FAQ: If an eligible business obtains a loan or other relief under the Coronavirus Economic Stabilization Act, what employee compensation requirements must it follow?
In order for an eligible business to obtain a loan, loan guarantee, or other investment through the Coronavirus Economic Stabilization Act, it must abide by the following compensation limitations while the loan is outstanding and during the 12 months following repayment:
(1) for officers or employees receiving $425,000 or more in total compensation, their compensation is capped at the amount they received in 2019, and any severance pay or other benefits upon termination cannot exceed twice their 2019 compensation amount; and
(2) for officers or employees receiving $3,000,000 or more in total compensation, their compensation is capped at $3,000,000 plus 50% of the excess over $3,000,000 of the total compensation they received in 2019.
FAQ: Can loans that an eligible business obtains through a program established by the Coronavirus Economic Stabilization Act be forgiven?
No.
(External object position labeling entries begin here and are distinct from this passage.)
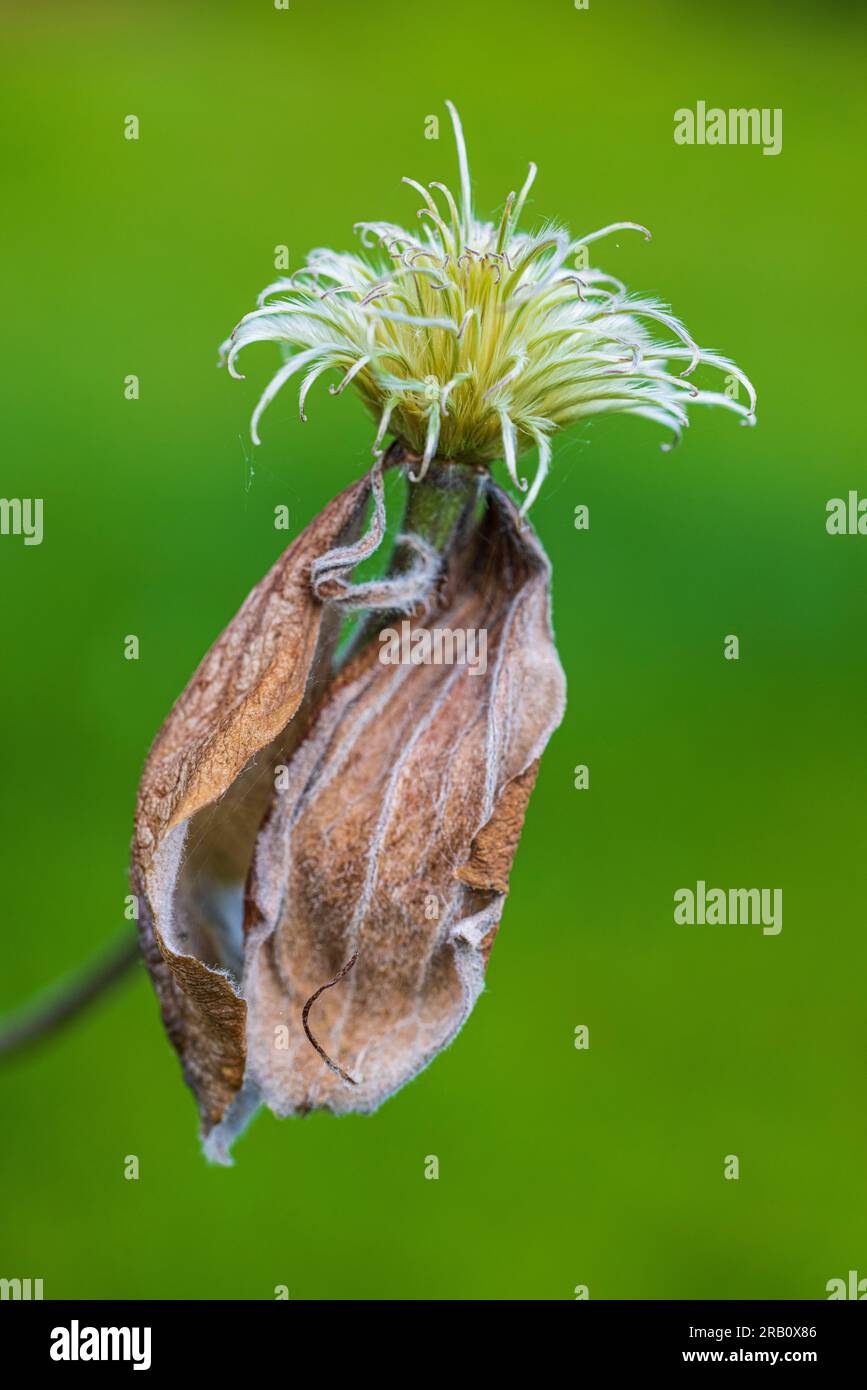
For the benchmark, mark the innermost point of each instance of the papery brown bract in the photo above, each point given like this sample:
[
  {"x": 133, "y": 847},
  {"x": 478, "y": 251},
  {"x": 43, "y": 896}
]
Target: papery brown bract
[{"x": 389, "y": 834}]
The CARES Act provides that any loan an eligible business obtains under a program established by the Coronavirus Economic Stabilization Act cannot be reduced through loan forgiveness.
FAQ: Does the CARES Act prevent landlords from evicting tenants during the coronavirus pandemic?
Yes, in some circumstances. The CARES Act imposes a nationwide prohibition on evictions and legal actions to recover fees, penalties, or other charges from tenants for nonpayment of rent if a landlord has a mortgage on the property they rent that is insured, guaranteed, supplemented, protected, or assisted in any way by the US Department of Housing and Urban Development (HUD), Fannie Mae, Freddie Mac, and other federal entities. This eviction prohibition is effective until 120 days after the enactment of the CARES Act (i.e., July 25, 2020.).